Additional Parameters

 

 

 

 

 

Click the arrow for DB Data. Current Cell, Current Project, All Available, and Given Time Frame will appear as options.

 

 

If Given Time Frame is clicked, a Time Frame Selection dialog box appears, allowing a date range to be selected.

 

 

An available date range appears. Select the From and to dates and click OK . The date range should now be displayed in the Generate dialog box.

 

The date range now displays.

 

 

 

Sort: Enables the user to sort their sample file by any field that was included in the Sample Format layout. Multiple fields can be specified. The fields' sorting order and ascending or descending direction may also be specified. Select Sort. ASelect Sorting Fields dialog box opens.

 

 

Select the Sorting Fields in the order in which they should appear, or select Randomize Sort. In the Select Sorting Fields dialog box above, Time Zone was clicked first, Primary City, second, and ADI (Area of Dominant Influence)Code, third. This order appears in the Order column. Select ascending or descending by clicking in the Direction column for the field.
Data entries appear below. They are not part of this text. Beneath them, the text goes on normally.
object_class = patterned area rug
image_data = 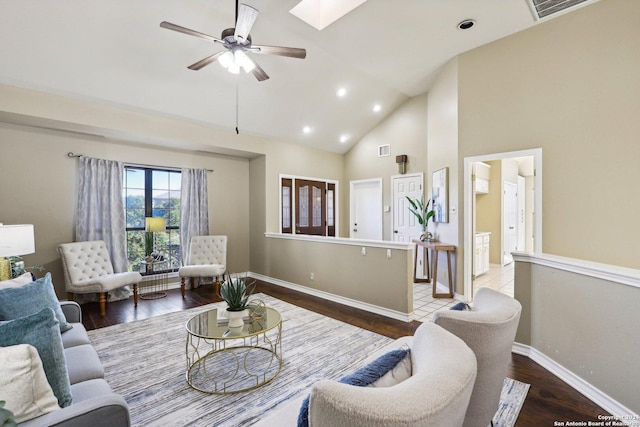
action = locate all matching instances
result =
[89,294,528,427]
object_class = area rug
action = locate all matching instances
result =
[89,294,526,427]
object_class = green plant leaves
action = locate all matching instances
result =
[220,274,256,311]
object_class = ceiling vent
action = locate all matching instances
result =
[528,0,597,19]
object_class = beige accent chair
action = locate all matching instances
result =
[178,236,227,298]
[433,288,522,427]
[58,240,142,317]
[304,323,476,427]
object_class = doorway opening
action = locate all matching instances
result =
[464,149,542,301]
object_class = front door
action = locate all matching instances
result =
[391,174,428,277]
[296,179,327,236]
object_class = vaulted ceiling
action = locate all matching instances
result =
[0,0,596,152]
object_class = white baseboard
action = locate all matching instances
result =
[512,343,640,421]
[248,272,411,322]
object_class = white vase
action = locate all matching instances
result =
[226,309,249,329]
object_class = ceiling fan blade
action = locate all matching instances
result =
[160,21,224,44]
[251,61,269,82]
[251,44,307,59]
[233,4,258,42]
[187,52,224,71]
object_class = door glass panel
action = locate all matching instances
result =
[312,187,322,227]
[298,185,309,227]
[327,190,334,227]
[282,187,291,228]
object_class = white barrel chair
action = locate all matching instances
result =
[433,288,522,427]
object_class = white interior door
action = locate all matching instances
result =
[391,174,426,277]
[516,175,527,251]
[502,181,518,265]
[349,178,382,240]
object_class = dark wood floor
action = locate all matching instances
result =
[82,282,606,426]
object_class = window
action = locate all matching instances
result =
[280,178,336,236]
[123,166,182,271]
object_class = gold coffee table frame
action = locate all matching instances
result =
[185,307,282,394]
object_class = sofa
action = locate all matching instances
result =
[256,323,477,427]
[0,274,131,427]
[20,301,131,427]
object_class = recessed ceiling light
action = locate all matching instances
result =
[458,19,476,30]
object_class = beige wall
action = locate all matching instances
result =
[0,124,250,297]
[425,59,464,293]
[458,0,640,268]
[515,258,640,415]
[340,94,427,240]
[263,237,413,318]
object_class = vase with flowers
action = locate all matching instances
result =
[406,196,435,242]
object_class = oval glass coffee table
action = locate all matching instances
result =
[186,307,282,394]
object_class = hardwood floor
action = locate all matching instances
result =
[82,282,607,426]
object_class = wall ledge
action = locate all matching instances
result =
[248,272,412,322]
[513,252,640,288]
[264,232,415,251]
[511,342,640,421]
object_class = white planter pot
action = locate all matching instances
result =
[226,310,249,329]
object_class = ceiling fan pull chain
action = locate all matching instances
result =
[236,79,240,135]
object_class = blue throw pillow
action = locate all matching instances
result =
[449,302,471,311]
[0,273,72,332]
[298,348,411,427]
[0,307,71,408]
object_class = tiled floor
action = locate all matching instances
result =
[413,263,514,322]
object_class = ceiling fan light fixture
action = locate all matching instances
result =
[233,49,256,73]
[227,62,240,74]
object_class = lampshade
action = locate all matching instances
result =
[0,224,36,257]
[144,216,167,233]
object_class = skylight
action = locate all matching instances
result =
[289,0,367,31]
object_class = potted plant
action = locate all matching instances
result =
[406,196,435,241]
[220,274,256,330]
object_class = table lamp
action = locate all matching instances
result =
[0,223,36,281]
[144,216,167,256]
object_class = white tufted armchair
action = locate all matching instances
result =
[58,240,142,316]
[178,236,227,298]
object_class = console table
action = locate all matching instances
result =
[412,239,456,298]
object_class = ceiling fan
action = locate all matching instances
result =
[160,0,307,81]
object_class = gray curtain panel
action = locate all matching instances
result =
[180,168,209,265]
[76,157,131,301]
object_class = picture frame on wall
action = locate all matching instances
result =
[431,167,449,222]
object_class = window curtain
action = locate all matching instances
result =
[180,169,209,265]
[76,157,131,301]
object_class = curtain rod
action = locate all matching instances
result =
[67,151,213,172]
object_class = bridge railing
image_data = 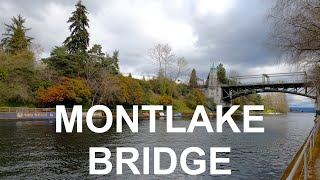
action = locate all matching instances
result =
[281,119,319,180]
[228,72,307,85]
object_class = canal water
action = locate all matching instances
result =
[0,113,314,179]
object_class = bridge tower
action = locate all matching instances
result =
[205,64,222,105]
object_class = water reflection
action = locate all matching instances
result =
[0,114,313,179]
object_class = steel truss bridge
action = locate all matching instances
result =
[221,72,316,102]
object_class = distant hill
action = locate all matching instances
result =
[290,107,316,113]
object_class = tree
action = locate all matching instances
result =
[268,0,320,100]
[217,64,229,84]
[0,50,37,106]
[63,0,89,54]
[148,44,176,78]
[186,89,207,109]
[263,93,289,113]
[189,68,198,88]
[37,78,91,107]
[42,46,87,77]
[1,15,33,53]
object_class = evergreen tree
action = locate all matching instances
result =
[1,15,33,53]
[63,0,89,54]
[189,68,198,88]
[217,64,229,84]
[7,26,28,53]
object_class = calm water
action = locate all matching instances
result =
[0,113,314,179]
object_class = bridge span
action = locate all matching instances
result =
[221,72,316,101]
[200,65,320,107]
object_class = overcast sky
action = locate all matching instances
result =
[0,0,312,106]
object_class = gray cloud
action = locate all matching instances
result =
[0,0,316,107]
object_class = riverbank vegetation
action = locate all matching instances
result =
[0,1,287,113]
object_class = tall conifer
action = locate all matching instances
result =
[63,0,90,54]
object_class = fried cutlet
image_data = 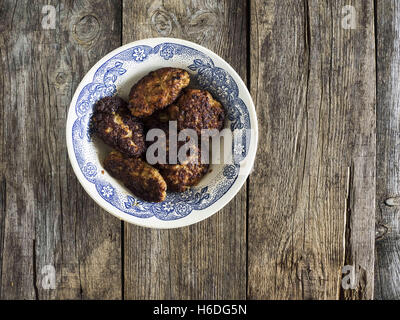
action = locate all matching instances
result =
[104,151,167,202]
[172,89,225,135]
[129,68,190,118]
[91,97,146,157]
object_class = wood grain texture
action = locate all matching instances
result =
[0,1,122,299]
[123,0,247,299]
[375,0,400,300]
[248,0,375,299]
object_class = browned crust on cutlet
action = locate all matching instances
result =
[160,163,208,192]
[174,89,225,135]
[129,68,190,118]
[104,151,167,202]
[91,97,146,157]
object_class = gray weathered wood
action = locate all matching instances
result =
[248,0,375,299]
[0,0,122,299]
[123,0,247,299]
[375,0,400,299]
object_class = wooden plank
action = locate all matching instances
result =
[248,0,376,299]
[0,0,122,299]
[123,0,247,299]
[375,1,400,299]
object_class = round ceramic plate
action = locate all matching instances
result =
[66,38,258,228]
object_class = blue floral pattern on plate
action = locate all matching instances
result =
[72,43,251,220]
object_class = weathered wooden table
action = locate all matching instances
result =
[0,0,400,299]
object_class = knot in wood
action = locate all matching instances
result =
[72,14,100,45]
[150,9,173,36]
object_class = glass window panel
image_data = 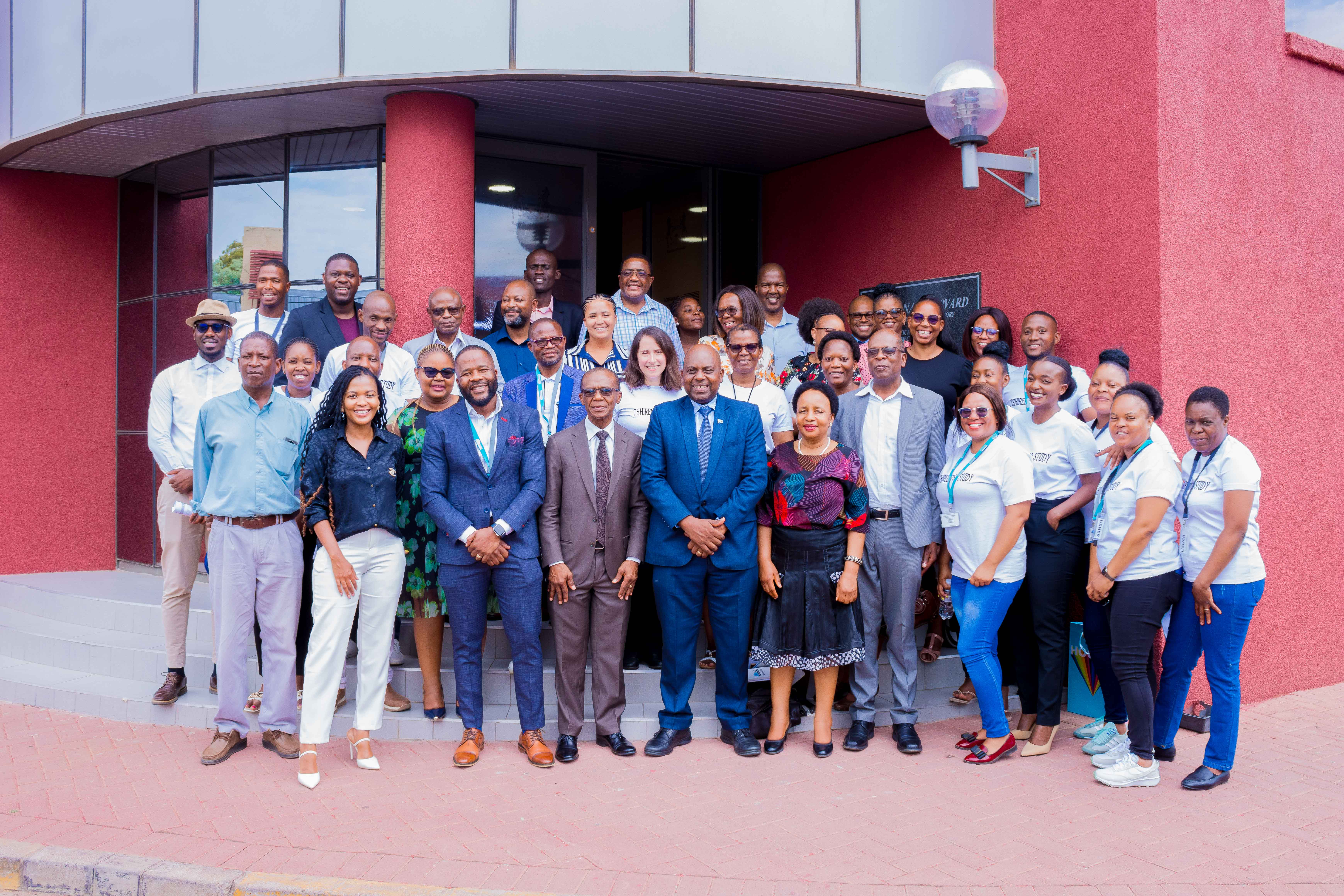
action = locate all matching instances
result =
[474,156,583,333]
[117,165,154,301]
[211,140,285,298]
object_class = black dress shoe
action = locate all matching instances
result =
[597,731,636,756]
[644,728,691,756]
[843,719,872,752]
[891,721,923,754]
[719,728,761,756]
[1180,766,1232,790]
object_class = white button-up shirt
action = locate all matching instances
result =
[148,355,243,473]
[856,378,915,510]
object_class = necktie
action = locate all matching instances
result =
[699,404,714,482]
[597,430,612,547]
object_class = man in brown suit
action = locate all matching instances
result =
[540,367,649,762]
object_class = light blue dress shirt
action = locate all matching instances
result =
[191,389,309,516]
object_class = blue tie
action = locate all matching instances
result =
[696,404,714,482]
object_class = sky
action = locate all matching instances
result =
[1284,0,1344,48]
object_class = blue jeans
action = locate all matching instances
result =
[952,576,1022,737]
[1153,579,1265,771]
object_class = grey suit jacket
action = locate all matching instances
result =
[539,422,648,588]
[831,383,945,548]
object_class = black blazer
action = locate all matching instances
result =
[490,298,583,348]
[285,295,364,361]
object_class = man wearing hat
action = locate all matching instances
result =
[148,298,242,707]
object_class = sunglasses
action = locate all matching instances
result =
[421,367,457,380]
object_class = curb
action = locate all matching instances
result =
[0,840,554,896]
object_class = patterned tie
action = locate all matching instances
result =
[699,404,714,482]
[597,430,612,547]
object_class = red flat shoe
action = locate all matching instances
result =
[957,731,984,750]
[962,737,1017,766]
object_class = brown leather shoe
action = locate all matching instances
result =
[518,729,555,768]
[383,685,411,712]
[153,672,187,707]
[453,728,485,768]
[200,728,247,766]
[261,731,298,759]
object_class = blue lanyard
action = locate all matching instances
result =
[948,430,1003,507]
[466,415,499,473]
[1180,435,1227,520]
[1093,439,1153,521]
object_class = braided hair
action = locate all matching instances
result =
[298,364,387,533]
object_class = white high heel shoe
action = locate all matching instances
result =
[298,750,322,790]
[345,737,380,771]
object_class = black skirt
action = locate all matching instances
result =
[751,525,863,672]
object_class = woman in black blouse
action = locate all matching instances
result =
[298,367,406,788]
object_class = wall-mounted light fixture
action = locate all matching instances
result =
[925,59,1040,208]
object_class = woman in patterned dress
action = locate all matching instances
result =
[751,380,868,756]
[387,343,458,719]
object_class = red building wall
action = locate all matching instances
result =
[763,0,1344,698]
[0,169,117,574]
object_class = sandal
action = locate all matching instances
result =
[919,631,944,662]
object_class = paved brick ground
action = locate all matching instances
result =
[0,685,1344,896]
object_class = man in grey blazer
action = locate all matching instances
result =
[832,329,944,754]
[540,367,649,762]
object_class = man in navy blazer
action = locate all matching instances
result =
[640,345,766,756]
[421,345,555,767]
[503,317,587,445]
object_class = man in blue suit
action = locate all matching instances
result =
[503,317,587,445]
[421,345,555,767]
[640,345,766,756]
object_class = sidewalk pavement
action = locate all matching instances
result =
[0,684,1344,896]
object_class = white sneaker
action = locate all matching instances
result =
[1093,735,1129,768]
[1093,752,1162,787]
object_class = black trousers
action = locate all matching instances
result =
[1105,570,1181,759]
[1008,498,1085,725]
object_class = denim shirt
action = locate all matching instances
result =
[300,426,406,541]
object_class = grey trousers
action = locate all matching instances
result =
[551,578,630,737]
[210,520,304,736]
[849,518,923,724]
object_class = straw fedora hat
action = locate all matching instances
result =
[187,298,238,326]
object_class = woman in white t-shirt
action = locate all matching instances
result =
[1087,383,1180,787]
[719,324,793,454]
[1153,386,1265,790]
[935,383,1035,764]
[1009,355,1101,756]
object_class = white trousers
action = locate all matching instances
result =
[298,529,406,744]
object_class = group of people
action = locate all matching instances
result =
[148,250,1265,788]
If the direction is ascending (Asc), clicking there will change it to descending (Desc), and visa versa.

 

Save Sample File with Header: Includes the Sample Format field headers in the Sample file. This option is available ONLY for sample formats that use commas and tabs as delimiters. It will otherwise be unavailable and will appear dimmed.

 

Include UDFs: UDF stands for User-Defined Field. If the Sample Format (listed at the top of the dialog box) contains a UDF, this check box is selected. If there is no UDF in the Sample Format, this option will be unavailable and will appear dimmed. Select Include UDFs. A User Defined Fields dialog box opens.

 

 

Type data into the UDFs. The fields display in the order in which they appear in the layout. Click OK .

 

Frequency Report: Frequency reports can be generated on any parameters included in the Sample Format. Select Frequency Report. AFrequency Report dialog box opens.

 

 

These reports show how often a given parameter appears in a sample file. Frequency enable quality control checks to ensure certain information was included in the sample file. Click a parameter to include it in the sample file. Click OK .

 

After generation parameters are defined, generate the sample

 

To start generation

  1. Click the Generate button . A Save As dialog box opens.

 

 

  1. Name the file and select a directory where it will be stored. By default, Virtual Genesys will open the directory where the last sample file was stored. Type a file name, click Save , and generation will commence. When sample generation is complete, a message will appear, indicating how much sample was generated.

 

 

If PCI Purge or Business Purge (if licensed) was selected, the number of pieces removed from the sample is also displayed here.

 

  1. Click Yes to see the Virtual Genesys Generation Report.

 

 

  1. The sample generation process can be stopped by clicking Stop Generation , which appears only during the actual sample generation. The button appears at the bottom of the Generate dialog box.

 

 

  1. If Stop Generation is clicked, a confirmation message appears.

 

 

  1. To stop generation, click Yes .  Another confirmation message appears.

 

 

-- or --

 

Click No . Generation finishes and a different message appears.

 

 

A sample of a Virtual Genesys Generation Report was provided earlier.